Curiously, it might be the actions of the student-athletes themselves that might finally bring this circus crashing down. While there is no doubt in GG’s mind that they are owed a full college education and they are owed full medical coverage for injuries sustained on the university’s behalf (the current crop of demands being made), once you move a bit beyond this you encounter financial strains that could break the system. Ideally, the pockets that will be picked are those of the head coaches (the staff often are not making big bucks) and the stadium construction companies, but with unending clamors from alumni, fans, and sports columnists to spend even more on facilities and get the best coaches (and/or pay to fire the current coach), the pinch might be put on the universities.  And at some point the rest of the student body and their parents might rise up and ask, why should we be paying hundreds or even thousands of dollars extra to attend a school with a football program? Once the subsidies stop, reality could finally set in.

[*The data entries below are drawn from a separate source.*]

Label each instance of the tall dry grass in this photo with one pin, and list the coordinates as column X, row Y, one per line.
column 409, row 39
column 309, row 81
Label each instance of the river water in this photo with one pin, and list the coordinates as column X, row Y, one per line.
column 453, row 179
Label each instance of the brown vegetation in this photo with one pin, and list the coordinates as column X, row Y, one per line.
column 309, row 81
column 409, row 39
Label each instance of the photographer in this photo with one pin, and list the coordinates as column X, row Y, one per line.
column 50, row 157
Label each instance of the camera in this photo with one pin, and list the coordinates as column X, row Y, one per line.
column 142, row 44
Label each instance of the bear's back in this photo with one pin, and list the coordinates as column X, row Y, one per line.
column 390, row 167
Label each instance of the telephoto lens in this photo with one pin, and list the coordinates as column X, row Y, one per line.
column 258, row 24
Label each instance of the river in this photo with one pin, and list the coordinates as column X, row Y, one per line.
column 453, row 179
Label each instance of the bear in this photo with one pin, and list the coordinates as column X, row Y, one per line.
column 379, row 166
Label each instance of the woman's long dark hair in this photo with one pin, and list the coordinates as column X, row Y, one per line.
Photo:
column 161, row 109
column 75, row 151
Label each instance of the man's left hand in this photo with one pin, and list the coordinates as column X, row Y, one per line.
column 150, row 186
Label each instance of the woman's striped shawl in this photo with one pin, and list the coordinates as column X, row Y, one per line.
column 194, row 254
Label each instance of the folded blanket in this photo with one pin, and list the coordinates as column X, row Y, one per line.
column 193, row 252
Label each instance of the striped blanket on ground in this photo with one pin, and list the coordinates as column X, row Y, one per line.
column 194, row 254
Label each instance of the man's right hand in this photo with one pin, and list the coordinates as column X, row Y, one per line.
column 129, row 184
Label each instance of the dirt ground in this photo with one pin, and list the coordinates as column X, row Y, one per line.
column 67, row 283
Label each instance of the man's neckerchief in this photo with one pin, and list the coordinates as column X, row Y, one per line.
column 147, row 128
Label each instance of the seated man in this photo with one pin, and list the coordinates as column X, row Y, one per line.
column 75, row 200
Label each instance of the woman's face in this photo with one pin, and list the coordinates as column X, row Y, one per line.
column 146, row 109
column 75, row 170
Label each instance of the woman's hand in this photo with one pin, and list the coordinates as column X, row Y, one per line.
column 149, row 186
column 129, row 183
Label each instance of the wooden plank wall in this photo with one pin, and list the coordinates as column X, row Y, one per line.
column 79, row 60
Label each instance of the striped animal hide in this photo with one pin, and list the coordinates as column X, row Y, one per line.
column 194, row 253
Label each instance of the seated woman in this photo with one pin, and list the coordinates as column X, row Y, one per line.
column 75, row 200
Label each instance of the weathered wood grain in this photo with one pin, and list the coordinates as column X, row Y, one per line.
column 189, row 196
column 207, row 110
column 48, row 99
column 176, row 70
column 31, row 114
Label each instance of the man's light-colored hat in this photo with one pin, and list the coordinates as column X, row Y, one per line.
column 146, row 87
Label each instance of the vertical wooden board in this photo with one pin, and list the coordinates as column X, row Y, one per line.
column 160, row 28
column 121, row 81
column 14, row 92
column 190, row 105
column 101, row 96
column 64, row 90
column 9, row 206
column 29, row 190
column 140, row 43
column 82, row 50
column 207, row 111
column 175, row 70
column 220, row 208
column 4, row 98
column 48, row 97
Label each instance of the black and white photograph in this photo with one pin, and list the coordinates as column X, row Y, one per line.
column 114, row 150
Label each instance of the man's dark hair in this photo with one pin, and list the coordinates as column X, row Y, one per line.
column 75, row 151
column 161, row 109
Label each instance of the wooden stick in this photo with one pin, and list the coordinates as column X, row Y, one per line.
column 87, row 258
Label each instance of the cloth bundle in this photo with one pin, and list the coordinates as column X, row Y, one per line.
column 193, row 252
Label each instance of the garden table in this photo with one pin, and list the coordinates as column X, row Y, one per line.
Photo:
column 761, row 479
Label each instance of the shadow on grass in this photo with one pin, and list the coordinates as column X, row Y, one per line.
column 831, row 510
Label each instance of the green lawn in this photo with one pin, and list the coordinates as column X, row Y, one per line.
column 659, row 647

And once student-athletes are simply reclassified as university employees, kind of work-study participants, why worry if they are actually students? (Some would argue we passed this point long ago).  Let them work the kind of hours employees are supposed to work.  Where do you end up? You end up with college-branded minor league teams.  Hey, why not? Does it matter to the average fan if a right guard is getting a degree in accounting or auditioning for trash hauler? Put a fence around this part of the program and say, no money in, no money out–or at least replace the charade of ‘loans’ and ‘foundation money’ with payments for use of university logos and property and bills for advertising a university. Of course then you’d probably kill off scholarships for other sports or greatly limit them, but you could promote the club sports to intercollegiate level and provide enough support for students to participate, just as smaller Division III schools do (there are 31 club sports at CU, for instance). Which, ironically, would increase student participation in sports.  Which is a good thing, overall.